While at CMU, he served as associate head of the ECE Department and associate dean for academic affairs in the College of Engineering. He was head of the ECE Department at NC State from 2009 to 2023.
Dr. Stancil’s research has included such varied topics as magnetic films, optics, microwaves, wireless channels, antennas, remote labs, and particle physics. The demonstration of neutrino communications by a multidisciplinary team coordinated by Dr. Stancil was recognized by Physics World Magazine as one of the Top 10 Physics Breakthroughs of 2012. His work has received additional recognitions including an IR 100 Award and a Photonics Circle of Excellence Award. Dr. Stancil is a Fellow of the Institute of Electrical and Electronics Engineers and a past president of the IEEE Magnetics Society.
The origins of quantum computing date back to the theoretical. Physicist Richard Feynmann first proposed the idea for quantum computing in 1981, suggesting a quantum computer could effectively simulate the quirky phenomena of quantum mechanics. Peter Shor and Lov Grover proposed the first quantum algorithms in the early 1990s. But it wasn’t until the 21st century that the first functioning quantum computers were developed.
Today, there’s an important distinction to make between noisy intermediate-scale quantum (NISQ) systems and error-corrected or fault-tolerant quantum systems. The former is called “noisy” because they are more susceptible to error from quantum decoherence and other sources of interference. It is believed that NISQ systems will still be useful for certain applications, and, in fact, all of the existing quantum computers are considered NISQ machines.
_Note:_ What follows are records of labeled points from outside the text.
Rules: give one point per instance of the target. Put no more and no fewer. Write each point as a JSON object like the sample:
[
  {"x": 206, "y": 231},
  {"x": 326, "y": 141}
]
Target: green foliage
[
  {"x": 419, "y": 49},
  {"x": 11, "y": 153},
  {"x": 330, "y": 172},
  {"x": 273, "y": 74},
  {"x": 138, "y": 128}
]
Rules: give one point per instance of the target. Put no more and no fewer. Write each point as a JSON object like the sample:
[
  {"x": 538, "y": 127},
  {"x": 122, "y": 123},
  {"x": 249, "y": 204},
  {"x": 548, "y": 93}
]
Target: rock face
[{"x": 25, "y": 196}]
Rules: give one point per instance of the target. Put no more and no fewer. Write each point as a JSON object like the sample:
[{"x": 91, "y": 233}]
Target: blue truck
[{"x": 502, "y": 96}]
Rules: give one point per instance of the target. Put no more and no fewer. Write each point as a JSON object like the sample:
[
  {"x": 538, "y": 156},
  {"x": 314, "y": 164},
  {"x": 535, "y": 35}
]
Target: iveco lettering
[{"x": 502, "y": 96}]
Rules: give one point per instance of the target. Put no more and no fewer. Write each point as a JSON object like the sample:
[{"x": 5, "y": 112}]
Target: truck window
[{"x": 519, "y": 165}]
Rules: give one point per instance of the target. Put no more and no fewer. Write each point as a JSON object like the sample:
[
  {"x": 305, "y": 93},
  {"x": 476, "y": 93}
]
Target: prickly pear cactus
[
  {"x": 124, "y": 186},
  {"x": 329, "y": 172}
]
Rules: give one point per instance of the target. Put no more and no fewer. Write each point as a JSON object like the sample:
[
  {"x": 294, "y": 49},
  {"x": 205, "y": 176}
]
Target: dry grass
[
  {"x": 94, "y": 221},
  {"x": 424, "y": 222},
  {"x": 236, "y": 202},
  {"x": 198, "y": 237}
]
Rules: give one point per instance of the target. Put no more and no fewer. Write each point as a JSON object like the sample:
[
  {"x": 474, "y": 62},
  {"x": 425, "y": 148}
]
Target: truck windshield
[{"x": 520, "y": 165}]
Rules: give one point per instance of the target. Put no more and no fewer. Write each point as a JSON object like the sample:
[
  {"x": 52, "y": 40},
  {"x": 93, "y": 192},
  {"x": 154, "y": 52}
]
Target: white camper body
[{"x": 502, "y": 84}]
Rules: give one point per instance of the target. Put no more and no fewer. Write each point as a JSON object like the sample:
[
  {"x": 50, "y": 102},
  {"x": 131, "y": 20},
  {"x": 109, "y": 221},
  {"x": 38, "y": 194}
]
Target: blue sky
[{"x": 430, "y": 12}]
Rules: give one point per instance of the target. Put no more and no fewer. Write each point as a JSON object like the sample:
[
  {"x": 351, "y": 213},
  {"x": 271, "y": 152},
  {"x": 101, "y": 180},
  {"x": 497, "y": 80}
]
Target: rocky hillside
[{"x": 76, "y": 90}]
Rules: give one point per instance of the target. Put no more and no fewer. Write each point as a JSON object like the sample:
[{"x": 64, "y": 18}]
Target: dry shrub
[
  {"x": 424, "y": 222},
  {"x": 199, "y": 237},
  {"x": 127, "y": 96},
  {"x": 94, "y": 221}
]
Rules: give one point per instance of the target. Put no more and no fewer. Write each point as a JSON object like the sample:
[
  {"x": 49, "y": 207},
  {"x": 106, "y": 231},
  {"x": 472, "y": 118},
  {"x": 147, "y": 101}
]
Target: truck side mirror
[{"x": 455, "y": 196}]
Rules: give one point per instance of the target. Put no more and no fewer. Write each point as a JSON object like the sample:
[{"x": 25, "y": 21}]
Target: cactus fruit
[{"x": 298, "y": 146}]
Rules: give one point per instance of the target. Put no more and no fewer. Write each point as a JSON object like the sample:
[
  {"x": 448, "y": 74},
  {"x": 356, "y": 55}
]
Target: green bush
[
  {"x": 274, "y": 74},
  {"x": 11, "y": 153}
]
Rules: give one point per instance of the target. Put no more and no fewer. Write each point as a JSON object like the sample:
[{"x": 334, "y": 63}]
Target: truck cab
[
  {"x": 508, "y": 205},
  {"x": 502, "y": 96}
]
But fault-tolerant quantum systems attempt to detect and correct errors as they occur. In theory, that would make them more powerful and reliable than their NISQ counterparts, allowing them to execute long and complex quantum algorithms without significant fidelity loss.
“Five years ago, people thought that fault-tolerant quantum computing was probably several decades off,” Dr. Stancil says. “Now, the time horizon is considerably shorter than that. The hardware has improved at a remarkable pace.”
One way quantum engineers detect and correct errors is through redundancy, using multiple physical qubits to preserve a single piece of information. These stable clusters of qubits form what are known as logical qubits. How many physical qubits are required to form a logical qubit depends on how large the errors are and how good the underlying code is; how many logical qubits are needed depends on how complex the computation will be.
Five years ago, it was thought that a single logical qubit might require as many as 1,000 physical qubits—and that was at a time when most quantum computers topped out at 10 to 20 physical qubits in total. Building a machine with 50 to 100 logical qubits seemed infeasible.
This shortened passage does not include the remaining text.